University of Texas Austin Develops AI that Can Function as a “Personalized Deejay”
Elad Liebman, a University of Texas Austin Ph.D. student, along with Peter Stone, UT Computer Science Professor and Professor Maytal Saar-Tsechansky of UT Austin’s McCombs School of Business, developed an intuitive software that can create playlists based on the AI’s perception of the user’s mood. The goal for its development is to bring music streaming ability to the next level, from recognizing music choices based on user preference, to user’s present mood.
Liebman, who also has a degree in music composition, says the experience is akin to having a personalized deejay who plays songs based not only what a listener personally enjoys.
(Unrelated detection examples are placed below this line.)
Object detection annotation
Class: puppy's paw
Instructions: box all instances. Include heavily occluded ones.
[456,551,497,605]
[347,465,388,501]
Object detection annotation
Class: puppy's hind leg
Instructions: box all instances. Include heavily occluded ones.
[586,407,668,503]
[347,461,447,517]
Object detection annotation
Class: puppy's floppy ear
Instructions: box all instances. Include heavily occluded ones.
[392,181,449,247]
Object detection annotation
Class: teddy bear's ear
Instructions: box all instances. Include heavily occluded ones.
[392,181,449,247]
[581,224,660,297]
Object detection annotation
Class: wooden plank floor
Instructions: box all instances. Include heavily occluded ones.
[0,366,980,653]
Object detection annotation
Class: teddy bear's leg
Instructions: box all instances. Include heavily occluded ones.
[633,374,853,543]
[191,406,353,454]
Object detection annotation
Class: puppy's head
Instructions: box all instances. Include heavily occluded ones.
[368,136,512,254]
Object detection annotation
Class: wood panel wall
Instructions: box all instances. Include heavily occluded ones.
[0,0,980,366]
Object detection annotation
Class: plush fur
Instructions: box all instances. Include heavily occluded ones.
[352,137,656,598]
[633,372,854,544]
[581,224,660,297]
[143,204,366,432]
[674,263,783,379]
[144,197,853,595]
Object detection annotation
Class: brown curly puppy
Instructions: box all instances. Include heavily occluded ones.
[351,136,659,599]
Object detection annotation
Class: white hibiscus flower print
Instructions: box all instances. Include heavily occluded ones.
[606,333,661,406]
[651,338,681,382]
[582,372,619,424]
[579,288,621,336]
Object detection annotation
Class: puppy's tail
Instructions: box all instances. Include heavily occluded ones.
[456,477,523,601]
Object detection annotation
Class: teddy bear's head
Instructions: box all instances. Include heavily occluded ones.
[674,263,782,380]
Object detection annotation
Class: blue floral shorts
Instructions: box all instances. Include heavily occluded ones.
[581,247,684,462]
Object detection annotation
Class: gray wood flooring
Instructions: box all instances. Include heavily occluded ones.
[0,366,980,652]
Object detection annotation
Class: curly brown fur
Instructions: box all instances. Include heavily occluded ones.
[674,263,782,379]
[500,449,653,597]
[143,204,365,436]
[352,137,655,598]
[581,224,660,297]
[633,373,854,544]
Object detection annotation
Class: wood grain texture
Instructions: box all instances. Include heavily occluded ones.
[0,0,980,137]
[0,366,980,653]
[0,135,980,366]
The AI also has the ability to intelligently organize the music selections into a playlist that can respond to how the listener feels at the moment.
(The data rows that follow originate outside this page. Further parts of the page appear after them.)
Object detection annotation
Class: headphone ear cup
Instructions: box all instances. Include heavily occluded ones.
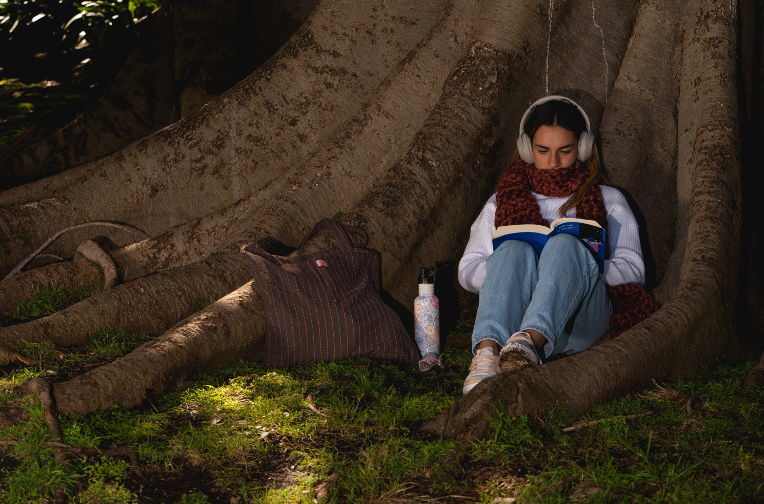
[576,131,594,162]
[517,133,533,164]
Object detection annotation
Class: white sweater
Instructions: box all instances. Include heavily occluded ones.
[459,186,645,293]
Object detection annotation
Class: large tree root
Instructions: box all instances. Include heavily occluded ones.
[0,8,173,182]
[53,282,268,416]
[22,0,644,420]
[0,254,249,364]
[743,354,764,391]
[423,0,740,438]
[0,0,444,278]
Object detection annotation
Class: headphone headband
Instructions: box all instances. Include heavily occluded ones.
[517,95,594,164]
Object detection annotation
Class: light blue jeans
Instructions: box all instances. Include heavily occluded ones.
[472,234,612,359]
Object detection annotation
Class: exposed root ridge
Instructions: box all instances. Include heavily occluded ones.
[54,280,268,416]
[0,254,250,364]
[3,221,149,280]
[74,240,119,290]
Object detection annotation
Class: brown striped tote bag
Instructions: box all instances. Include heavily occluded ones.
[241,219,419,367]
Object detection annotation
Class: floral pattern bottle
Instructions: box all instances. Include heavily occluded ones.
[414,268,445,371]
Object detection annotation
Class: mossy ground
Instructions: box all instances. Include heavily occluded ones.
[0,286,764,503]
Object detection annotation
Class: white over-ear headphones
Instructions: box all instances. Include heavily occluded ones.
[517,95,594,164]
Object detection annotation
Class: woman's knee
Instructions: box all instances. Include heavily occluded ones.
[488,240,538,266]
[544,233,599,276]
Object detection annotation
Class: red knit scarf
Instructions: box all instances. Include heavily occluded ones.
[494,159,658,338]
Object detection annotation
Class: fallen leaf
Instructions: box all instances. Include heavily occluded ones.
[316,472,338,499]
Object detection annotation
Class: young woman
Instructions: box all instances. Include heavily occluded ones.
[459,95,645,394]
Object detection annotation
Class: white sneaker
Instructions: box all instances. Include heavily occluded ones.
[462,347,501,394]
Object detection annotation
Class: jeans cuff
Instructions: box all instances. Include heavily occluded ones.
[520,325,557,360]
[472,335,503,357]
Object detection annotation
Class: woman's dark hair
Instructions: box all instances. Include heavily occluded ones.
[524,100,586,140]
[512,100,606,217]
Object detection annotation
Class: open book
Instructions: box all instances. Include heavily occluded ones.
[493,218,607,273]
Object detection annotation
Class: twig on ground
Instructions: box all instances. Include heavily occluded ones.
[305,394,326,416]
[541,476,579,499]
[3,221,149,280]
[562,411,653,432]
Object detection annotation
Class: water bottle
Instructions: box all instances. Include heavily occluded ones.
[414,268,445,371]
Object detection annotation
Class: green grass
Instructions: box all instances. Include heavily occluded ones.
[0,337,764,503]
[0,282,103,327]
[0,286,764,504]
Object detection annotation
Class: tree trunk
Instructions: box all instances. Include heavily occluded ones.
[0,0,756,426]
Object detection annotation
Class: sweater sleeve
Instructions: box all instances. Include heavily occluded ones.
[600,186,645,285]
[458,194,496,294]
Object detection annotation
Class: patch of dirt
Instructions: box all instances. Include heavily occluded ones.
[124,469,232,504]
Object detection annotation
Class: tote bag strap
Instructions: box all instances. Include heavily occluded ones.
[297,218,369,250]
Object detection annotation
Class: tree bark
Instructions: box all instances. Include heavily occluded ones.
[423,0,741,438]
[0,0,756,426]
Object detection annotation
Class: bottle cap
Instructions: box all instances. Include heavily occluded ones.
[419,267,435,284]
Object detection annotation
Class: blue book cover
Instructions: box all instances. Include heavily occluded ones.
[493,218,607,273]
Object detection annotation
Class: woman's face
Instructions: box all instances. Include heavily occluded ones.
[533,126,578,170]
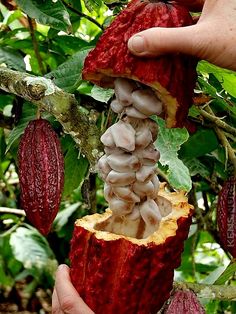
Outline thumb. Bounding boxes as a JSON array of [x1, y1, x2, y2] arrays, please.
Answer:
[[128, 25, 198, 56]]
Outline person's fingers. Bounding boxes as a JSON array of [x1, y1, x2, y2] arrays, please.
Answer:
[[52, 289, 63, 314], [52, 289, 63, 314], [54, 265, 94, 314], [128, 25, 199, 56]]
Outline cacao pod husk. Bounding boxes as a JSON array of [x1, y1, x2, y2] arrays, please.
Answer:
[[217, 177, 236, 258], [18, 119, 64, 235], [70, 185, 193, 314], [164, 290, 206, 314], [83, 0, 197, 127]]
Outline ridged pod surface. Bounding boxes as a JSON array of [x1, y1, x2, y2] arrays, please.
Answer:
[[18, 119, 64, 235], [217, 177, 236, 258], [165, 290, 206, 314], [83, 0, 197, 127], [70, 186, 192, 314]]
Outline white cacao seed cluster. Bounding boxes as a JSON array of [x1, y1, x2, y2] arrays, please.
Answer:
[[98, 78, 165, 228]]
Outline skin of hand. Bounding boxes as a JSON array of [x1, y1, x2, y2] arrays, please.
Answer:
[[52, 264, 94, 314], [128, 0, 236, 71]]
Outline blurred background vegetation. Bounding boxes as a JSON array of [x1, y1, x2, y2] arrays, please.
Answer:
[[0, 0, 236, 314]]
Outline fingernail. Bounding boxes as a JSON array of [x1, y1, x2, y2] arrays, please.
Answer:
[[129, 35, 145, 53]]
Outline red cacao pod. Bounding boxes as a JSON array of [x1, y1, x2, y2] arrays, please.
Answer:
[[70, 185, 192, 314], [83, 0, 197, 127], [217, 177, 236, 258], [165, 290, 206, 314], [18, 119, 64, 235]]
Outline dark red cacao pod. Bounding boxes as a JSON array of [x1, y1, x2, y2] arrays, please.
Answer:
[[217, 177, 236, 258], [165, 290, 206, 314], [70, 187, 193, 314], [83, 0, 197, 127], [18, 119, 64, 235]]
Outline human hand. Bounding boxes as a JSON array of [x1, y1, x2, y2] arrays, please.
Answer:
[[128, 0, 236, 71], [52, 265, 94, 314]]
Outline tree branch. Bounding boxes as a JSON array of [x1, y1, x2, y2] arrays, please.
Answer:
[[174, 282, 236, 301], [0, 67, 103, 167], [27, 16, 45, 75]]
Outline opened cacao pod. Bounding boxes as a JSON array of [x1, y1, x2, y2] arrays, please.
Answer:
[[70, 0, 196, 314], [83, 0, 197, 127], [165, 290, 206, 314], [217, 177, 236, 258], [70, 186, 192, 314], [18, 119, 64, 235]]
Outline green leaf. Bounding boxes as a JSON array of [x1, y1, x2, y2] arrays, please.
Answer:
[[6, 103, 37, 151], [84, 0, 102, 12], [0, 47, 25, 71], [62, 140, 88, 196], [180, 129, 219, 159], [0, 128, 6, 162], [53, 35, 90, 55], [16, 0, 71, 32], [213, 262, 236, 285], [53, 202, 81, 231], [201, 266, 225, 285], [46, 49, 90, 93], [0, 95, 14, 111], [155, 118, 192, 191], [198, 61, 236, 97], [10, 227, 54, 269]]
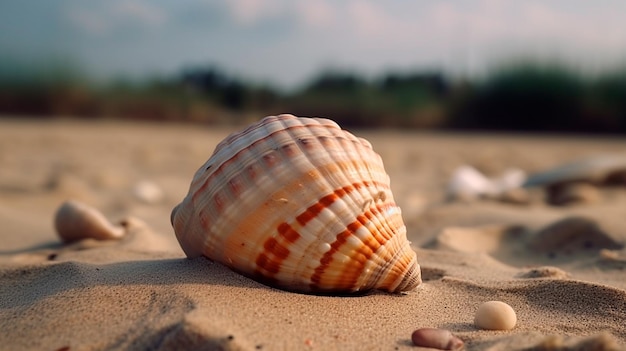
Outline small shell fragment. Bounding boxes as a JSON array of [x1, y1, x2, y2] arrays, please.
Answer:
[[411, 328, 463, 350], [54, 200, 126, 243], [474, 301, 517, 330]]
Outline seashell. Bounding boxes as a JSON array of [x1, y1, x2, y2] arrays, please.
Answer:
[[171, 115, 421, 293], [447, 165, 526, 201], [54, 201, 126, 243]]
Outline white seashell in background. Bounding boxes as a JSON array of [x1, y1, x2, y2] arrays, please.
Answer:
[[524, 154, 626, 187], [171, 115, 421, 293], [54, 201, 126, 243], [447, 165, 526, 200]]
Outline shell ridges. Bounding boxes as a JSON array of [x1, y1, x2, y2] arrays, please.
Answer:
[[171, 115, 421, 293]]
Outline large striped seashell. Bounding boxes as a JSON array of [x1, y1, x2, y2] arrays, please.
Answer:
[[171, 115, 421, 293]]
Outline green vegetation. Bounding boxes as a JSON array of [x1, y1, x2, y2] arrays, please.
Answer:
[[0, 61, 626, 134]]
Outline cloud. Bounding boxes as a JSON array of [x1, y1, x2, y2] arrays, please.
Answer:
[[65, 0, 167, 36]]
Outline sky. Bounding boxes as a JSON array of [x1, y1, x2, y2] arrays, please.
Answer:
[[0, 0, 626, 88]]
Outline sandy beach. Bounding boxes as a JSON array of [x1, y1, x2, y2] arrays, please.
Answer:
[[0, 116, 626, 350]]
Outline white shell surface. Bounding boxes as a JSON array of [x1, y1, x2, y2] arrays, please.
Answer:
[[171, 115, 421, 293]]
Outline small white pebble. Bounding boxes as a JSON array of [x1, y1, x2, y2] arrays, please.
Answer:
[[474, 301, 517, 330], [411, 328, 463, 350], [54, 200, 126, 243]]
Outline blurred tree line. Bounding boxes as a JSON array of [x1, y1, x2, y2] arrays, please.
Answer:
[[0, 61, 626, 134]]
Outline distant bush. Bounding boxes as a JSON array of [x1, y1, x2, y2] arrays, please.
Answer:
[[0, 61, 626, 133]]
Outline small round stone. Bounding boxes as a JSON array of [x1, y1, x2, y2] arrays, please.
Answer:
[[474, 301, 517, 330]]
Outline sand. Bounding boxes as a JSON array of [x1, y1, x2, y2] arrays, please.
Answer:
[[0, 119, 626, 350]]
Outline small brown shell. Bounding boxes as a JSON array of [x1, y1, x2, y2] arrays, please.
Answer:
[[171, 115, 421, 293]]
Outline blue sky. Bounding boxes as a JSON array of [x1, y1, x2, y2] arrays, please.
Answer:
[[0, 0, 626, 87]]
Saar-Tsechansky, who is a professor of Information, Risk, and Operations Management said that their goal is to expand music streaming services by providing a software that can create playlists that adopt to a person’s frame of mind when shifts in emotions occur. The McCombs School of Business professor, elaborated by citing instances of mood changes, such as when an individual gets into his or her car after a day of long meetings; or when waking up on a weekend morning.
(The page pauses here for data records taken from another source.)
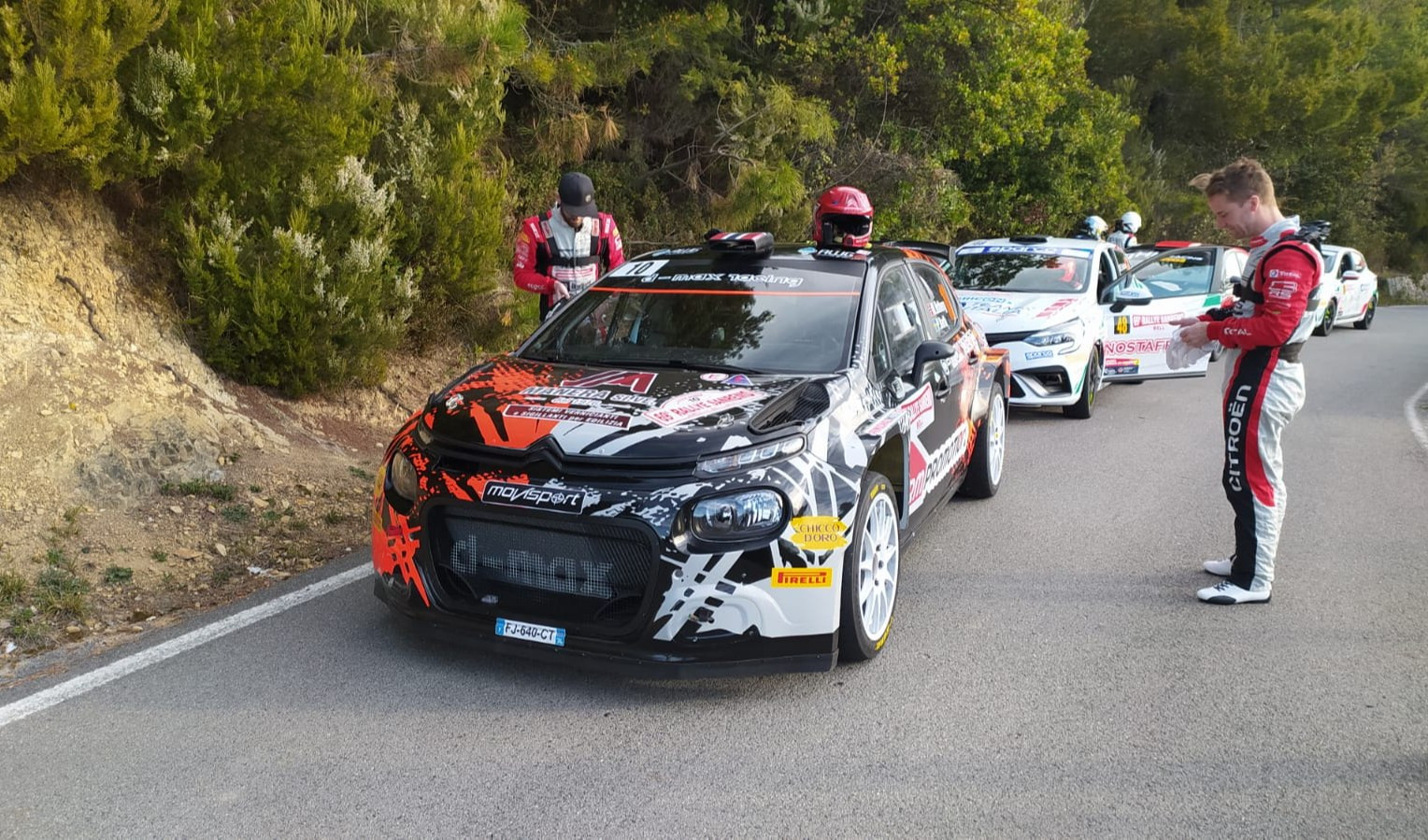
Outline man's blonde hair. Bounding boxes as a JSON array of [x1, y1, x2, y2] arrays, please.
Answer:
[[1190, 157, 1278, 207]]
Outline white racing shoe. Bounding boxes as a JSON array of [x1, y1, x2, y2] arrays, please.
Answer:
[[1195, 577, 1269, 605], [1206, 557, 1235, 577]]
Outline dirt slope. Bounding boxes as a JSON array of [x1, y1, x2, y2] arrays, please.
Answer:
[[0, 184, 470, 678]]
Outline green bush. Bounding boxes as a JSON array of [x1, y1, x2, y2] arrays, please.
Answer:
[[178, 157, 417, 396]]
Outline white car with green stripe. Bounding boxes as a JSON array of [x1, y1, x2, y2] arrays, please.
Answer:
[[1101, 244, 1248, 381], [951, 235, 1125, 419]]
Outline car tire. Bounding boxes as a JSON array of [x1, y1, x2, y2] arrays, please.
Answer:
[[1354, 294, 1378, 330], [838, 472, 901, 662], [1061, 348, 1101, 420], [1314, 300, 1338, 335], [960, 383, 1007, 499]]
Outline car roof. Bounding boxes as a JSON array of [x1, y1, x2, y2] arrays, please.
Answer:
[[631, 243, 907, 268], [957, 235, 1114, 253]]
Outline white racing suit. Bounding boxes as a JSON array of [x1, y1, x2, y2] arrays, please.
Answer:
[[1203, 216, 1323, 590]]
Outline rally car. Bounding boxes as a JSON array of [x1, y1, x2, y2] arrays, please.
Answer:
[[1101, 243, 1250, 383], [1314, 244, 1378, 335], [371, 233, 1009, 676], [952, 235, 1125, 419]]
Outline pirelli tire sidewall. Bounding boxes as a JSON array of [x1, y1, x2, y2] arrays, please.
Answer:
[[838, 470, 901, 662]]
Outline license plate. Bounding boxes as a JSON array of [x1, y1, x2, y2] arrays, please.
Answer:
[[495, 619, 565, 648]]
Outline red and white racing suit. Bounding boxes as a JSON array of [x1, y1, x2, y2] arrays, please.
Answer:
[[511, 206, 624, 320], [1201, 216, 1323, 590]]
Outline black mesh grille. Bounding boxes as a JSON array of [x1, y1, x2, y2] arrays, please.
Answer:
[[987, 330, 1036, 346], [435, 514, 658, 632]]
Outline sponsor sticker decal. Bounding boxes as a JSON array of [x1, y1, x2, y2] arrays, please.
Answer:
[[788, 516, 849, 551], [961, 294, 1022, 314], [1106, 359, 1141, 376], [565, 370, 658, 394], [1264, 280, 1298, 300], [768, 567, 833, 589], [1131, 311, 1185, 327], [1036, 297, 1076, 319], [481, 481, 589, 513], [644, 389, 767, 426], [501, 403, 630, 429], [1106, 338, 1169, 356]]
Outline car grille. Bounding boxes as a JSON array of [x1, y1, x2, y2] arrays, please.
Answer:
[[987, 330, 1036, 346], [433, 511, 658, 633]]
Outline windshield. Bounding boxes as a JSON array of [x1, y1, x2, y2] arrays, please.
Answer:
[[952, 249, 1091, 294], [1131, 249, 1218, 297], [520, 260, 865, 375]]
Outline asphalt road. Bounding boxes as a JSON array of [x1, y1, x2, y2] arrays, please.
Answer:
[[0, 307, 1428, 837]]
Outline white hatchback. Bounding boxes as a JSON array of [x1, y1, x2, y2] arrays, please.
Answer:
[[1314, 244, 1378, 335], [951, 235, 1125, 419]]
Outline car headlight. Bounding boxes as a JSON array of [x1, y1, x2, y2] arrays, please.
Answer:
[[387, 451, 421, 502], [694, 435, 804, 476], [690, 490, 787, 543], [1024, 320, 1081, 348]]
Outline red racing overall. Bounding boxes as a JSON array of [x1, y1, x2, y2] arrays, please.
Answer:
[[1201, 217, 1323, 590]]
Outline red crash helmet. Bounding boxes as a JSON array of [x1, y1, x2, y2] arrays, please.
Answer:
[[812, 187, 873, 249]]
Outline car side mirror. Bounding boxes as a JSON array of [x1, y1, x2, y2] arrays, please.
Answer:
[[912, 338, 957, 387], [1111, 283, 1155, 311]]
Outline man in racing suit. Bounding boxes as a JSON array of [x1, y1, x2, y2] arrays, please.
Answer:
[[511, 171, 624, 320], [1174, 157, 1323, 605]]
Saar-Tsechansky even goes further, by saying that the AI can also work in any business setting engaged in recommending things in a specific sequence, to humans.
How the UT of Austin’s Personalized Deejay Works
The AI which works on a mechanism called Monte Carlo Search can generate 10 songs as a playlist. While one is playing, the engine will look into tens of thousands of possible sequences that can predict the nearest type of music that the listener will enjoy. The predictions for the playlist sequencing continues with every new song that a person plays. In deference to its function and the Monte Carlo name of the search engine, programers Liebman and Stone call their AI, Deejay MC.
Liebman said that the program can be adapted to other types of media, from news stories to various kinds of videos. According to Liebman,
“Learning algorithms do not deal with taste, they just deal with data,” “A programmer can simply change the dataset with anything, provided people are using the program in a similar manner.”